Il Giulio Cesare in Egitto di Georg Friedrich Händel, come ogni melodramma barocco si conclude con un lieto fine: Cesare trionfa sulle insidie che gli hanno teso i suoi avversari e si unisce a Clepatra (ne nascerà un figlio, Cesarione). Damiano Micheletto, nella sua regia, ci fa assistere, mentre la musica decreta il trionfo di Cesare, alla conclusione della storia: l’assassinio di Cesare, nella Curia, proprio sotto la statua di Pompeo, il condottiero che aveva sconfitto. Tutto lo spettacolo si muove nel solco della ambiguità dei destini umani.

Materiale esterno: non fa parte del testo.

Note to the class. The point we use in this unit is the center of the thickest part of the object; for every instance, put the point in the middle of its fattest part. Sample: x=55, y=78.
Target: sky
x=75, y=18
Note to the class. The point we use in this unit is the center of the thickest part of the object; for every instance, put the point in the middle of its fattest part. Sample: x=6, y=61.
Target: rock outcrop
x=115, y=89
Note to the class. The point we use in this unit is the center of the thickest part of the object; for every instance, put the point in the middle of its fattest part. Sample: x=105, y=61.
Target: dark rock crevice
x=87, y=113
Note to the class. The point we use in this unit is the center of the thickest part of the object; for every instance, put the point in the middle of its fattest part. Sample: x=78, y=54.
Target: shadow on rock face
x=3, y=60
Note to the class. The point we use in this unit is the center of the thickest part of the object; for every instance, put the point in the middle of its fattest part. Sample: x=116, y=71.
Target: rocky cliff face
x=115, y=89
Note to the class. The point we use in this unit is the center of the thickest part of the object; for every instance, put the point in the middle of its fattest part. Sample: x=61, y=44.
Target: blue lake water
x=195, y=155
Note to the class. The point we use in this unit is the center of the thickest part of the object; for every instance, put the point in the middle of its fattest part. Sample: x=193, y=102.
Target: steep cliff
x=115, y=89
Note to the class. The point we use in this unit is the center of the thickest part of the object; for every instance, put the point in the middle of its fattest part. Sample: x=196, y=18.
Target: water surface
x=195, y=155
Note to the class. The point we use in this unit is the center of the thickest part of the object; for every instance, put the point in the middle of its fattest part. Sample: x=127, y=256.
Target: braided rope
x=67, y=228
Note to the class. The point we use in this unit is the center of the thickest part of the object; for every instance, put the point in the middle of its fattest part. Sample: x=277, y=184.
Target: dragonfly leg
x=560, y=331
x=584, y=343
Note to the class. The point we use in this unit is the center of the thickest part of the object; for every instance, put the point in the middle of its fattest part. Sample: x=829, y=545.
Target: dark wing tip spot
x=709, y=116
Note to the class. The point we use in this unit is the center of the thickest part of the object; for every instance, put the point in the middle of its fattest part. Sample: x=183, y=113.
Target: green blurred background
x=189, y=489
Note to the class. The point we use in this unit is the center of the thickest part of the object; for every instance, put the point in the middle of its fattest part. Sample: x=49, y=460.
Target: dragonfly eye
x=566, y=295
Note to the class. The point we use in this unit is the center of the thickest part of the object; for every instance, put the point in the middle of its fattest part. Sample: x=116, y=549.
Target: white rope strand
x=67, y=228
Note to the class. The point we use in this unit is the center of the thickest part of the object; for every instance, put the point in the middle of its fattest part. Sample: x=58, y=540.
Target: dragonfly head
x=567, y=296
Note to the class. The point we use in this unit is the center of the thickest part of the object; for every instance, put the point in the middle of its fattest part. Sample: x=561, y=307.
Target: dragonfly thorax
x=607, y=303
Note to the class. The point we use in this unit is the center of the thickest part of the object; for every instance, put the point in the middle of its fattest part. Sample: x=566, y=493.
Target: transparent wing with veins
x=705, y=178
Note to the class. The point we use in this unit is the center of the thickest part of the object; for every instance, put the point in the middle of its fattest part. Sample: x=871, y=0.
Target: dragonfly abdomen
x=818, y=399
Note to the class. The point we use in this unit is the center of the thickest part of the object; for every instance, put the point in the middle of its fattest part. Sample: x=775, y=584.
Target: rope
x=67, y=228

IL POTENTE Cesare è un eroe in realtà fragilissimo, lui stesso a un certo punto si crede perduto. Cleopatra ambisce al trono di Egitto e per ottenerlo seduce sotto mentite spoglie Cesare, sconfiggendo il fratello Tolomeo; ma poi si innamora, e anche lei a un certo punto si vede perduta. Cornelia, la vedova di Pompeo, si trova a doversi difendere dalla libidine dei nemici del marito, a cominciare da Tolomeo. Tanta complessità trova una realizzazione meravigliosamente adeguata nell’interpretazione musicale di Rinaldo Alessandrini, che piega l’orchestra del Teatro dell’Opera alla prassi esecutiva barocca, così come la recitazione degli attori è voluta, da Michieletto, non realistica bensì simbolica. Tutti vi si adeguano alla perfezione: dal duttilissimo, intenso Raffaele Pe nella parte di Cesare, al giustamente nevrotico Carlo Vistoli nella parte di Tolomeo; dalla sofferta e sofferente Cornelia di Sara Mingardo alla seducente Cleopatra di Mary Bevan, che affronta con coraggio la sua difficile parte, a tutti gli altri. Suggestive le luci di Alessandro Carletti, efficaci i movimenti coregrafici di Thomas Wilhelm. Un trionfo per tutti.